Software design is nothing new, engineers have been duking it out over the years, whether it's command line interface vs. graphical interface, mouse vs. touch input, or open file structure vs. closed file structure. And now we stand at another crossroad. What is the ideal mobile experience?
The truth is, software developers have overloaded our devices with so much excess junk and noise, that we no longer feel we're in control of our devices.
If that doesn't scare you, then you're probably living on a ranch with a land phone.
The current dilemma is not "how do we do more" - it's "how do we do it simpler, better, easier"? Software development has exploded so much in the last few years that you can find hundreds of apps for any given task. We're just throwing things at the wall and seeing what sticks. We're the pack of drivers zooming past the pace car before ever seeing the course.

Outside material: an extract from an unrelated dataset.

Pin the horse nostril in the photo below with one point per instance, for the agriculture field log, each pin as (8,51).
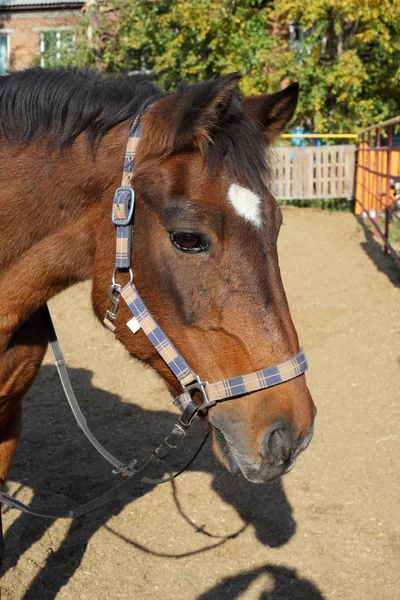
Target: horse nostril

We need more thoughtfulness, more intention, more focus. We need to say no to 1000 things for every 1 thing we make. We need an interface that instills peace, not restlessness. We have to consolidate the myriad of choices into a simple workflow so that we can understand our devices completely. This means reflecting on your exact digital needs, choosing wisely, and cutting out the rest.
And maybe, someday, I'll see fewer commuters vacantly poking around on their devices, looking for something they'll never find, and instead focus confidently ahead, grounded in the belief that they can make a difference, and that their technology will be the trusted friend to get them there.
And maybe, someone bring back that old ringtone, I think we all miss it a little bit.